Although it might seem counterintuitive, a cardinal rule in the selection process is, once a sample has been selected by the clock filter algorithm, older samples are no longer selectable. This applies also to the clock select algorithm. Once the peer variables for a source have been selected, older variables of the same or other sources are no longer selectable. The reason for these rules is to limit the time delay in the clock discipline algorithm. This is necessary to preserve the optimum impulse response and thus the risetime and overshoot.
This means that not every sample can be used to update the peer variables, and up to seven samples can be ignored between selected samples. This fact has been carefully considered in the discipline algorithm design with due consideration for feedback loop delay and minimum sampling rate. In engineering terms, even if only one sample in eight survives, the resulting sample rate is twice the Nyquist rate at any time constant and poll interval.
Of interest in the following discussion is how an NTP client determines the system performance using a source population including reference clocks and remote servers. This is determined for each source from two statistics, peer jitter and peer distance. Peer jitter is determined from various jitter components as described above. It represents the nominal error in determining the clock offset. Peer distance represents the maximum error of the estimate due to all causes.
The peer distance statistic is computed as one-half the root delay to the primary source of time; i.e., the primary reference clock, plus the root dispersion. The root variables are included in the NTP packet header received from each source. When calculating peer delay , the root delay is the sum of the root delay in the packet and the peer delay, while the root dispersion is the sum of the root dispersion in the packet and the peer dispersion.
A source is considered selectable only if its peer distance is less than the select threshold, by default 1.5 s, but can be changed according to client preference using the maxdist option of the tos command. When an upstream server loses all sources, its peer distance apparent to dependent clients continues to increase. The clients are not aware of this condition and continue to accept synchronization as long as the peer distance is less than the select threshold.
The -peer distance statistic is also used by the select, cluster and mitigation algorithms. In this respect, it is called the root synchronization distance shortened to root distance. The root distance is used in the following ways.
The root distance functions as a metric in the selection and weighting of the various available sources. The strategy using the metric is to minimize the root distance, or equivalently to minimize the maximum error in cases of multiple sources. As used in the NTP design, this is described as a minimax strategy.
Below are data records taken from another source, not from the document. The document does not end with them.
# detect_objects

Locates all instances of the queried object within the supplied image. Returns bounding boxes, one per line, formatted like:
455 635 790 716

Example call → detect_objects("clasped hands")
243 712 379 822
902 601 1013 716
The algorithms described on the Mitigation Rules and the prefer Keyword page deliver several important statistics, including system offset and system jitter. These statistics are determined by the clock combine algorithm. System offset is best interpreted as the maximum-likelihood estimate of the system clock offset, while system jitter is best interpreted as the expected error of this estimate.
Maximum system error is determined from delay and dispersion contributions and represents the worst-case error due to all causes. In order to simplify discussion, certain minor contributions to the maximum error statistic are ignored. If the precision time kernel support is available, both the estimated error and maximum error are reported to user programs via the ntp_adjtime() kernel system call. See the Kernel Model for Precision Timekeeping page for further information.